4012.0: Tuesday, November 14, 2000 - Board 4

Abstract #3824

Move over, Marlboro Man: Sponsoring motorsports for tobacco prevention

Janet Abbott, Tobacco*Free Challenge Racing, The Higgins House, 678 13th Street, Suite 201, Oakland, CA 94612, 510-893-7223, jlabbott@hotcoco.infi.net and Nedra Kline Weinreich, MS, Weinreich Communications, 23724 Stagg Street, West Hills, CA 91304.

Tobacco companies spend over 90 percent of their sport sponsorship budgets on motorsports, with good reason. Auto racing fans, who are typically blue-collar workers with higher rates of smoking, tend to be the most loyal to the sport’s sponsors of all types of sports. Motorsports sponsorship is an ideal vehicle for public health programs to get their anti-tobacco messages accepted by auto racing fans, offering healthy role models and “product” endorsements. Tobacco*Free Challenge Racing (TFCR) was created in response to the rampant tobacco advertising and promotion in motorsports nationally and locally. By sponsoring race cars, establishing no-smoking sections in the grandstands, and educating about tobacco at racetracks, schools and events in Northern California, TFCR seeks to change social norms regarding tobacco among racetrack audiences. A recent survey found that youth exposed to TFCR sponsorship are 14 percent more likely to avoid tobacco use.

Sponsorship is not just for multi-million dollar corporations, and does not necessarily require a large budget. Its potential for creating a long-term positive effect meshes well with the needs of public health programs working on problems that require behaviors to be sustained over a long period of time. This session will discuss how public health organizations can use sponsorship in their anti-smoking interventions, using examples from the TFCR project. The topics include building sponsorship into an overall strategy, putting together a winning team using incentives, researching and reaching the target audience, extending the budget, and using sponsorships appropriately and effectively.

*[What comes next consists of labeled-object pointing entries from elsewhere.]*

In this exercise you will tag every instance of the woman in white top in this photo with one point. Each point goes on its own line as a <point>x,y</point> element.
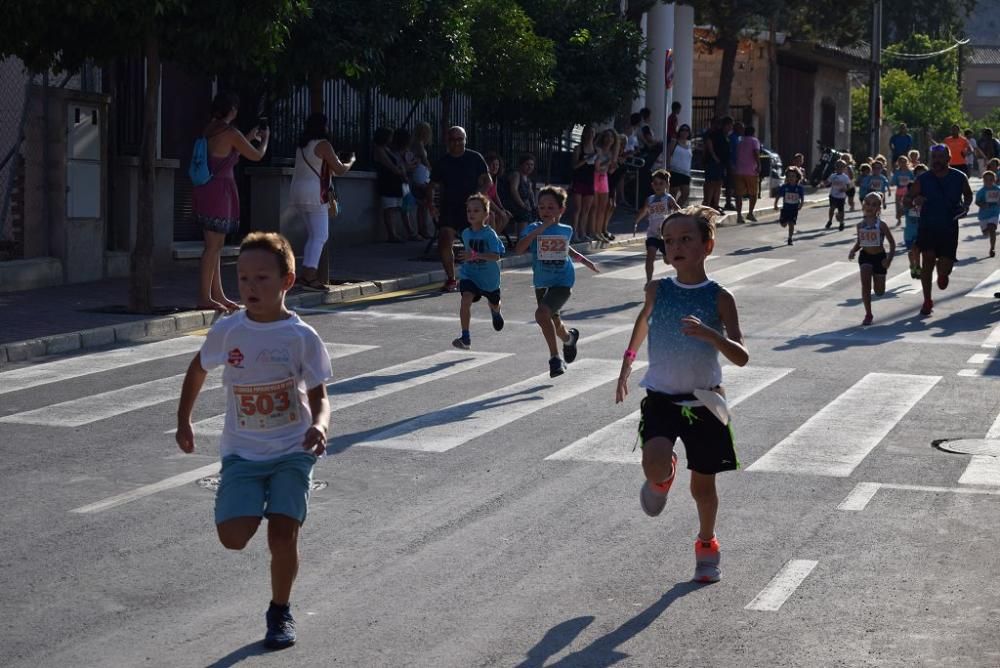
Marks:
<point>314,149</point>
<point>679,164</point>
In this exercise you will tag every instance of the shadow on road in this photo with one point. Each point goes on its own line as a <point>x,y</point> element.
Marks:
<point>602,651</point>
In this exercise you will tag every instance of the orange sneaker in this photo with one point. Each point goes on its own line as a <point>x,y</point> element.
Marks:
<point>707,557</point>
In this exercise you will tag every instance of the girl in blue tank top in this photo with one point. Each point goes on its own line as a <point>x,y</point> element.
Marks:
<point>689,319</point>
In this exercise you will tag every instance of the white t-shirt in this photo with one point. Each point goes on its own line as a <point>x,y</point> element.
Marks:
<point>269,367</point>
<point>839,185</point>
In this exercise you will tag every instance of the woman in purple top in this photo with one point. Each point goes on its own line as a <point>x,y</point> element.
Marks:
<point>217,203</point>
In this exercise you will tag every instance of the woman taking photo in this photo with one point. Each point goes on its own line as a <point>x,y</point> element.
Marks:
<point>313,151</point>
<point>679,164</point>
<point>216,204</point>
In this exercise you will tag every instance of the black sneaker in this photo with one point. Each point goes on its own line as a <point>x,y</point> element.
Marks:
<point>569,349</point>
<point>280,627</point>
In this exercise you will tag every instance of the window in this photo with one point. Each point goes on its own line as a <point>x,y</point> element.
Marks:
<point>988,89</point>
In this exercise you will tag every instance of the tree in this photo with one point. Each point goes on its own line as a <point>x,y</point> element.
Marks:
<point>50,34</point>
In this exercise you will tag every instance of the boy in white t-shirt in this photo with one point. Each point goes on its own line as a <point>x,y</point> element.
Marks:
<point>277,415</point>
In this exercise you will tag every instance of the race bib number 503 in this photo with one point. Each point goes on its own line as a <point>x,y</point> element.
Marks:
<point>264,407</point>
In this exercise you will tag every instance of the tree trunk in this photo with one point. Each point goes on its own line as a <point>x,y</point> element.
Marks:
<point>140,297</point>
<point>729,44</point>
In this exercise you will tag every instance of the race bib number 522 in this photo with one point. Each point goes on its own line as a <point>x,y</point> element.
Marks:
<point>264,407</point>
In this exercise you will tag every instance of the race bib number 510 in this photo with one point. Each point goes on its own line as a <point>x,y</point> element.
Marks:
<point>264,407</point>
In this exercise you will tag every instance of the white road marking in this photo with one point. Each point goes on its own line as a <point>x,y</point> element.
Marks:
<point>83,365</point>
<point>450,427</point>
<point>738,272</point>
<point>838,438</point>
<point>987,287</point>
<point>613,442</point>
<point>383,382</point>
<point>147,490</point>
<point>817,279</point>
<point>782,585</point>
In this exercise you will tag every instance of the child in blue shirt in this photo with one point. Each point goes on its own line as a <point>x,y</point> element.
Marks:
<point>554,275</point>
<point>479,275</point>
<point>988,201</point>
<point>792,196</point>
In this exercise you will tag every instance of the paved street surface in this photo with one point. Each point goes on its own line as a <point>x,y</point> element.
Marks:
<point>475,512</point>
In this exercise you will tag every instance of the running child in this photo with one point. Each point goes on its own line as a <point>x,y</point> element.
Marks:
<point>988,201</point>
<point>277,417</point>
<point>910,230</point>
<point>901,178</point>
<point>873,261</point>
<point>792,196</point>
<point>479,274</point>
<point>689,319</point>
<point>839,183</point>
<point>554,274</point>
<point>657,207</point>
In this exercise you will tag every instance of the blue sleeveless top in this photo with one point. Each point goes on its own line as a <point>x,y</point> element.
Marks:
<point>680,364</point>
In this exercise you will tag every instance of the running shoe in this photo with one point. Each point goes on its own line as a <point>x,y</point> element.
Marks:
<point>652,497</point>
<point>280,627</point>
<point>707,557</point>
<point>569,348</point>
<point>556,367</point>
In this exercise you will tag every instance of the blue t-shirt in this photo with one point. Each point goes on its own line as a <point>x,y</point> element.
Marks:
<point>989,205</point>
<point>484,273</point>
<point>797,192</point>
<point>552,266</point>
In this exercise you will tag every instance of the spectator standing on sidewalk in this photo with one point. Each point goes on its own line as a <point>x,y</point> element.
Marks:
<point>216,204</point>
<point>747,173</point>
<point>314,150</point>
<point>457,174</point>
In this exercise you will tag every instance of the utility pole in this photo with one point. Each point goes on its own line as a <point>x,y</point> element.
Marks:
<point>875,81</point>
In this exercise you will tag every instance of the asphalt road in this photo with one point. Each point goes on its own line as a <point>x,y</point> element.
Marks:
<point>477,513</point>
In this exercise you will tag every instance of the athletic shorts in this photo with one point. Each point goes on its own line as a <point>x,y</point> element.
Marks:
<point>746,184</point>
<point>465,285</point>
<point>277,486</point>
<point>554,297</point>
<point>940,240</point>
<point>708,443</point>
<point>657,243</point>
<point>875,260</point>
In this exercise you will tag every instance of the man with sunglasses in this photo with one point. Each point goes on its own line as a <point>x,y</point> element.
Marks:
<point>943,196</point>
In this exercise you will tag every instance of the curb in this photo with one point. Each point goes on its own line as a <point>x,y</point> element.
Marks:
<point>181,323</point>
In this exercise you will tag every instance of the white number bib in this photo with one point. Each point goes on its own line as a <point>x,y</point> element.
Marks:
<point>265,407</point>
<point>553,248</point>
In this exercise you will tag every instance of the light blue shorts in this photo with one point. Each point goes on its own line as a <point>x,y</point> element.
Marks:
<point>272,487</point>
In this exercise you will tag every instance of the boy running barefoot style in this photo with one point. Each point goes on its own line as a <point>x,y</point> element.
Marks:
<point>988,201</point>
<point>554,274</point>
<point>792,196</point>
<point>277,416</point>
<point>873,261</point>
<point>657,207</point>
<point>689,319</point>
<point>839,183</point>
<point>480,271</point>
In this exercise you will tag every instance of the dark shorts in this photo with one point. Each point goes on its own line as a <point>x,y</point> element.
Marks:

Learning Objectives: At the conclusion of the session, the participant (learner) in this session will be able to: 1. Describe what sponsorship is and how it can be used in public health programs. 2. List at least three issues that need to be considered when designing a sponsorship program. 3. Identify at least three activities that can be implemented as part of an anti-tobacco motorsports sponsorship program

Keywords: Social Marketing, Tobacco Control

Presenting author's disclosure statement:
Organization/institution whose products or services will be discussed: Public Health Institute (Tobacco*Free Challenge Racing Project)
I have a significant financial interest/arrangement or affiliation with any organization/institution whose products or services are being discussed in this session.